Enfin, le titre 5 englobe les dispositions
supplémentaires sur la tentative et la complicité, sur les
sanctions et mesures et sur la responsabilité des personnes morales.
· Tentative et complicité (art.11) : la
responsabilité est engagée en cas de complicité lorsque la
personne qui commet une infraction établie par la Convention est
aidée par une autre personne qui a également l'intention que
l'infraction soit commise. La tentative est également sanctionnable,
sauf pour certaines infractions, de manière à éviter une
incrimination excessive telles que la tentative d'abus de dispositifs
illégaux ou la tentative de possession de pornographie enfantine.
· Responsabilité des personnes morales
(art.12) : cet article est conforme à la tendance juridique
actuelle à reconnaître la responsabilité des personnes
morales. Il vise à imposer une responsabilité aux personnes
morales pour les actions criminelles commises pour leur compte par une personne
exerçant un pouvoir de direction en son sein ou lorsque cette personne
omet de superviser ou de contrôler un employé ou un agent. Cette
responsabilité peut être pénale, civile ou administrative.
· Sanctions et mesures (art.13) : cet article
oblige les Parties à tirer les conséquences de la gravité
de ces infractions en prévoyant des sanctions pénales qui soient
« effectives, proportionnelles et dissuasives », incluant
la possibilité d'imposer des peines d'emprisonnement aux personnes
physiques ou des sanctions pécuniaires aux personnes morales.

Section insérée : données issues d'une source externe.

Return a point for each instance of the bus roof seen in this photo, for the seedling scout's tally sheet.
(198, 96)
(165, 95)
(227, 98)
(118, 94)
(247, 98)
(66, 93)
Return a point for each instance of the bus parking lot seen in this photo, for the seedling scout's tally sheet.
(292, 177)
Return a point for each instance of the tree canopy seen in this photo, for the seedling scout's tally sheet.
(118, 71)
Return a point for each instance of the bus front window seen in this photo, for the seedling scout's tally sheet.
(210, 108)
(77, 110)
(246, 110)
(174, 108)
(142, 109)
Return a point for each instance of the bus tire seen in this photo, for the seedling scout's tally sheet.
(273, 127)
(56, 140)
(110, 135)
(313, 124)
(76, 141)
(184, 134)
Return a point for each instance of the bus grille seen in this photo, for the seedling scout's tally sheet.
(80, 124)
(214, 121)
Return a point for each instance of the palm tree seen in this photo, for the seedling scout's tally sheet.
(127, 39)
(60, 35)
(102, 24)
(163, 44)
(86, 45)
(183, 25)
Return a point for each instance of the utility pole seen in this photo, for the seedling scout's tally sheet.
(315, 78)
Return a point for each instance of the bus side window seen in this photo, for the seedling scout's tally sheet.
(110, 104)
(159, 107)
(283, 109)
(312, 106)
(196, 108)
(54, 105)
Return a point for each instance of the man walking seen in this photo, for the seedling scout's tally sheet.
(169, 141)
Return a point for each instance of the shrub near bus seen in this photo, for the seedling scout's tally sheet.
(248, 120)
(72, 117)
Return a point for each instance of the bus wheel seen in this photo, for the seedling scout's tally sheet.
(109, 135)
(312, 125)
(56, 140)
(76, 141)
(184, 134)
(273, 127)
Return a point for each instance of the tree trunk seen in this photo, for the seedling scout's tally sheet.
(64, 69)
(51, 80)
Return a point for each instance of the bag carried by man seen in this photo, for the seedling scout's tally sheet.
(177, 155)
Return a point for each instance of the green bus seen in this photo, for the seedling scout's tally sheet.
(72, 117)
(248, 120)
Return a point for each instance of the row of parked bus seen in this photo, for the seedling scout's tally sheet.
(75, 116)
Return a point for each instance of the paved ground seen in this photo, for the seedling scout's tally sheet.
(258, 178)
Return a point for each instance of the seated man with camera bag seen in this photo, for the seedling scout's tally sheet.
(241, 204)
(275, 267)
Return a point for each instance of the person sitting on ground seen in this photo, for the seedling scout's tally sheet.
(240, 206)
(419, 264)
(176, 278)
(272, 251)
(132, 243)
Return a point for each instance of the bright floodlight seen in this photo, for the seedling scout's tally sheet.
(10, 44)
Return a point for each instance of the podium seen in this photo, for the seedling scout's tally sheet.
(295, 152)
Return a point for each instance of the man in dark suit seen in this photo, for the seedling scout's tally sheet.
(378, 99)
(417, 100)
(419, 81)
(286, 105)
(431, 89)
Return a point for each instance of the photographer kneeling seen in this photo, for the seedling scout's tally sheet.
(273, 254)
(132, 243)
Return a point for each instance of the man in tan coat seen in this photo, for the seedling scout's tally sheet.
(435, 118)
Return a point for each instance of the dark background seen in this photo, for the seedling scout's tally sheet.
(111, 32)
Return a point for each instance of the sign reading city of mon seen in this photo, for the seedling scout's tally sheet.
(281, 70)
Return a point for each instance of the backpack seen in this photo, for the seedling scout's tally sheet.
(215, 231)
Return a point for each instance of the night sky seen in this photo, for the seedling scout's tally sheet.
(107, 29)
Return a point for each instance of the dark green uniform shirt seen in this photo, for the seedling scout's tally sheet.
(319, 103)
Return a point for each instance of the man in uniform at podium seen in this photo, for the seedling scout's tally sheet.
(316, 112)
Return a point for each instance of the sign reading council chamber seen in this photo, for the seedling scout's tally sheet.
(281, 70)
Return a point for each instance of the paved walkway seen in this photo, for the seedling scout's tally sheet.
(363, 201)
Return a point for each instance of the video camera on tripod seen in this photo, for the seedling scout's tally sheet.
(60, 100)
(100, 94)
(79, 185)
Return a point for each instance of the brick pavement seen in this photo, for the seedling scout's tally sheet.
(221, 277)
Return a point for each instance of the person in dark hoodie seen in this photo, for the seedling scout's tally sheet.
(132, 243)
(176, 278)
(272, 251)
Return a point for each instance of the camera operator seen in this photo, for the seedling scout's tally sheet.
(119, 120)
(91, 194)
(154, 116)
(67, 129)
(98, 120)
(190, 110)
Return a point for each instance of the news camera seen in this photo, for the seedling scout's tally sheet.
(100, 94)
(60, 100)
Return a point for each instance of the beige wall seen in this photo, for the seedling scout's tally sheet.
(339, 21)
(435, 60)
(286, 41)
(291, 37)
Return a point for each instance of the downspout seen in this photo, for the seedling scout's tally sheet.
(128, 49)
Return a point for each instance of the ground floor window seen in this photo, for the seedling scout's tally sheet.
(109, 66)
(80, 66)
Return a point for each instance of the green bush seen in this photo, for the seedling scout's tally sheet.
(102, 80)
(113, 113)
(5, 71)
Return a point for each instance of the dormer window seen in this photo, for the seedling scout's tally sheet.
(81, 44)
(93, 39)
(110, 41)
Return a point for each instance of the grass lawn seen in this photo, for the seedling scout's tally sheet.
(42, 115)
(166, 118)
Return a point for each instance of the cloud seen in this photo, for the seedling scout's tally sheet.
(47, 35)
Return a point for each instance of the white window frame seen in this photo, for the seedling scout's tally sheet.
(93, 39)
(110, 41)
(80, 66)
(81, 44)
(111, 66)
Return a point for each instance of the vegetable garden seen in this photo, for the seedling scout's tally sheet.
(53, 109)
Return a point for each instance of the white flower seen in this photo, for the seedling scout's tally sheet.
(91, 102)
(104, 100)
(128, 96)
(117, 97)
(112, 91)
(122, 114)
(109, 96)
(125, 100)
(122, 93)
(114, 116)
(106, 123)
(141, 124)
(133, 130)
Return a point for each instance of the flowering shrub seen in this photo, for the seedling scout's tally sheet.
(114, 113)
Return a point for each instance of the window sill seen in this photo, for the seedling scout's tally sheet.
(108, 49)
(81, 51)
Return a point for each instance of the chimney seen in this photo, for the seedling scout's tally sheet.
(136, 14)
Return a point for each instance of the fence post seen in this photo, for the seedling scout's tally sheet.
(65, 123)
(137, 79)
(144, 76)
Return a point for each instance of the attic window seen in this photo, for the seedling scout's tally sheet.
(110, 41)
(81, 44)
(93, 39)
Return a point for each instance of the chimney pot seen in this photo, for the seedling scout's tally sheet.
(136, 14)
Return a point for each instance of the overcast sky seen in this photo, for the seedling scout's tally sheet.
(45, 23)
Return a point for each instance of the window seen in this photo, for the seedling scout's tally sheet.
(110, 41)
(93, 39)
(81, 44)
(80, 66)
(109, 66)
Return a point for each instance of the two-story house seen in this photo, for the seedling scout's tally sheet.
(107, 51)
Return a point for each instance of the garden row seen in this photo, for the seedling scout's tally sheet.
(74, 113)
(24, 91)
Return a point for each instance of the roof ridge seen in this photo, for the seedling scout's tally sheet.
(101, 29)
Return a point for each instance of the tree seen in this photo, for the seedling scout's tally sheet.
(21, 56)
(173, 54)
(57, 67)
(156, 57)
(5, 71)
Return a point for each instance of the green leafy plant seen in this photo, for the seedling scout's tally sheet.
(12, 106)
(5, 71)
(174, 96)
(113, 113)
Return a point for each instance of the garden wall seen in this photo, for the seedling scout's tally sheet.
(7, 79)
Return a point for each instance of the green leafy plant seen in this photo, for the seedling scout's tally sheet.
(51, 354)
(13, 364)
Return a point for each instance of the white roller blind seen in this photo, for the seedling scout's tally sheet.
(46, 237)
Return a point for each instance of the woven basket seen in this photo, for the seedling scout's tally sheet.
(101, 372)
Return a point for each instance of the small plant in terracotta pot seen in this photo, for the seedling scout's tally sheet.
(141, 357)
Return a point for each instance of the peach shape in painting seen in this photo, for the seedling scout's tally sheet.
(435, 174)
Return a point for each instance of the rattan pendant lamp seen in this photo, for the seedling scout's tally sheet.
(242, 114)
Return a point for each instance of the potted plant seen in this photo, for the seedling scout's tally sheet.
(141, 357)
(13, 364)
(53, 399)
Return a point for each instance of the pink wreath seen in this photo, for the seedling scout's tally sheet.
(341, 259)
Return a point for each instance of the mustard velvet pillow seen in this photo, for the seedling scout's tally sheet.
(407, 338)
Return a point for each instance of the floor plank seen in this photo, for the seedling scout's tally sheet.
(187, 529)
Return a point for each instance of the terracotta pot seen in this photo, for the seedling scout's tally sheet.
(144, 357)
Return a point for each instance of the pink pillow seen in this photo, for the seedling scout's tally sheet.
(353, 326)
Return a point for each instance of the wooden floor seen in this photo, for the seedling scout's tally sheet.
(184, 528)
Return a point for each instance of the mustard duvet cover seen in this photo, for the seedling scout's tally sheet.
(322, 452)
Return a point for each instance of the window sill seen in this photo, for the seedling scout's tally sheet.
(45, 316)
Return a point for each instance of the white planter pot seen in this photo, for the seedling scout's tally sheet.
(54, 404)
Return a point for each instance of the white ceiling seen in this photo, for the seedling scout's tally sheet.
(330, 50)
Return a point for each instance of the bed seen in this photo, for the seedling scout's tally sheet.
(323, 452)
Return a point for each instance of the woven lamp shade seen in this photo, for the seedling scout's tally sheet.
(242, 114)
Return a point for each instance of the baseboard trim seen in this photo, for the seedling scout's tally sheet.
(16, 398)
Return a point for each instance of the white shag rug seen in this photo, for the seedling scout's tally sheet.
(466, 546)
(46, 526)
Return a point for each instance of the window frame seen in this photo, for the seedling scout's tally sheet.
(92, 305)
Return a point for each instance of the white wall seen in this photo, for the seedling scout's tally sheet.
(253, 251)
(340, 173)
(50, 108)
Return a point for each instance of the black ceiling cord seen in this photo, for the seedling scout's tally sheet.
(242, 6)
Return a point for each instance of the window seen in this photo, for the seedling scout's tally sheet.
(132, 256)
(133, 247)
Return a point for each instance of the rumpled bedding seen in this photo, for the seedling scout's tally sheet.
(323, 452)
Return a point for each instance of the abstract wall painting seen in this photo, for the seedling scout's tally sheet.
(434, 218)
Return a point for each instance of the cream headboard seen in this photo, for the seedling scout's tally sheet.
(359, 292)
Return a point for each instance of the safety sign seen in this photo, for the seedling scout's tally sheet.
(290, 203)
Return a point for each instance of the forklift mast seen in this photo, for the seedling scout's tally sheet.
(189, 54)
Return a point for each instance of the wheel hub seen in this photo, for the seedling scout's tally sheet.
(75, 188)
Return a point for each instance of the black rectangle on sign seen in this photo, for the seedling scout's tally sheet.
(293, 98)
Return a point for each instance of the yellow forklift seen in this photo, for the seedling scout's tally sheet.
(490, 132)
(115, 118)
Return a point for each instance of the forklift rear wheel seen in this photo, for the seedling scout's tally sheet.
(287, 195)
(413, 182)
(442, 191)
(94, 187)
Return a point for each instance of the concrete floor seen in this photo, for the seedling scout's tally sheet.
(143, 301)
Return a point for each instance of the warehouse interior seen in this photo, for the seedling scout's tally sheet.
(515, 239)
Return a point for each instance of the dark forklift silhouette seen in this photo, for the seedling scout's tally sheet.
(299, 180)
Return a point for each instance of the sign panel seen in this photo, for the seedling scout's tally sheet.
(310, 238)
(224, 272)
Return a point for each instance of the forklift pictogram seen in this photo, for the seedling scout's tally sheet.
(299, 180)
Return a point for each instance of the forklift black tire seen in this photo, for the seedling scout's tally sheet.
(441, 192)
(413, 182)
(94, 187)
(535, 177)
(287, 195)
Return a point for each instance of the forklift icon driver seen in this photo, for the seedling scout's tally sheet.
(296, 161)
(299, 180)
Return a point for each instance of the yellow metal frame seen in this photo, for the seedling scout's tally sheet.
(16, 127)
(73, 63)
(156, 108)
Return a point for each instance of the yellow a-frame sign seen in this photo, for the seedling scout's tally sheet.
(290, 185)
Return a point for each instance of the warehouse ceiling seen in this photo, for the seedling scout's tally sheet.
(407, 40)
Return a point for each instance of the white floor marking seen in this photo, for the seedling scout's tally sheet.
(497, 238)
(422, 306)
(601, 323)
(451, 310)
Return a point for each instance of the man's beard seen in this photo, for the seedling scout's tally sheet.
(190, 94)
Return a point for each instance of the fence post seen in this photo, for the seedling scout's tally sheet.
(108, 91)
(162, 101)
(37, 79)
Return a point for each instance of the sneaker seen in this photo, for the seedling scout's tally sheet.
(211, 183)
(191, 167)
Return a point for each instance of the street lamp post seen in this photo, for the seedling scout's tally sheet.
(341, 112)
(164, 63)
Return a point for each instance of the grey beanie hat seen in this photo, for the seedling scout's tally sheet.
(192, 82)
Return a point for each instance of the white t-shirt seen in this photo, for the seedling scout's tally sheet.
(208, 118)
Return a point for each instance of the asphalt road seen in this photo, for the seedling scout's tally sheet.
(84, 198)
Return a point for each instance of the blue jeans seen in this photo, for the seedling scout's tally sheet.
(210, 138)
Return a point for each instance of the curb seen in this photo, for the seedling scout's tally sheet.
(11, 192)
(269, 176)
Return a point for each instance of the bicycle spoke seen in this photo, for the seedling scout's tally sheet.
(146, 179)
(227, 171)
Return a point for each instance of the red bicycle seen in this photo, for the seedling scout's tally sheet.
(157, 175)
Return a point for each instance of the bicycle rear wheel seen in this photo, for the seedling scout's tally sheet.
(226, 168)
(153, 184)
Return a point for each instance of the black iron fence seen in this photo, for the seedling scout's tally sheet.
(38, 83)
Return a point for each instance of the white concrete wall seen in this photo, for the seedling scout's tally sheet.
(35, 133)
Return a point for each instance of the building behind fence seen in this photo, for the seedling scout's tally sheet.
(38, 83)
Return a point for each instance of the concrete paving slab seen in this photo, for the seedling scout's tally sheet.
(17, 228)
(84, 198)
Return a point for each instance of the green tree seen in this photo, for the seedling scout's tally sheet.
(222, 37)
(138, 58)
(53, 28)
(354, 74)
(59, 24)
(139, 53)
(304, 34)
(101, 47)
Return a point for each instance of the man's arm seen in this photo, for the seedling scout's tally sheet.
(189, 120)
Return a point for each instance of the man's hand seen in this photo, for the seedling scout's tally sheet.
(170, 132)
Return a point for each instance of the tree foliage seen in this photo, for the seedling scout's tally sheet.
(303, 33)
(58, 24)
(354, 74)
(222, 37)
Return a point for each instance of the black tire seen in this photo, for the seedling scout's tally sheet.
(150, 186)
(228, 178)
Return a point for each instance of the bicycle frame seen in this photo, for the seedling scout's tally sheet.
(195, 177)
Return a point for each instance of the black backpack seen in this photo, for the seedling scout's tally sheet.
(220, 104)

Les infractions ci-haut énumérées ont un
trait particulier, à savoir que leurs auteurs doivent
expressément agir « sans droit ». Elles doivent
aussi être commises de façon
« intentionnelle » pour que la responsabilité
pénale soit engagée. Dans certains cas, un élément
intentionnel spécifique supplémentaire fait partie
intégrante de l'infraction. Ainsi, par exemple, à l'art.8
concernant la fraude informatique, l'intention d'obtenir un
bénéfice économique est un élément
constitutif de l'infraction.
Les lois instituant ces infractions doivent être
rédigées de la façon la plus claire et spécifique
possible de façon qu'il soit possible de prévoir le type de
comportement qui entraînera une sanction pénale.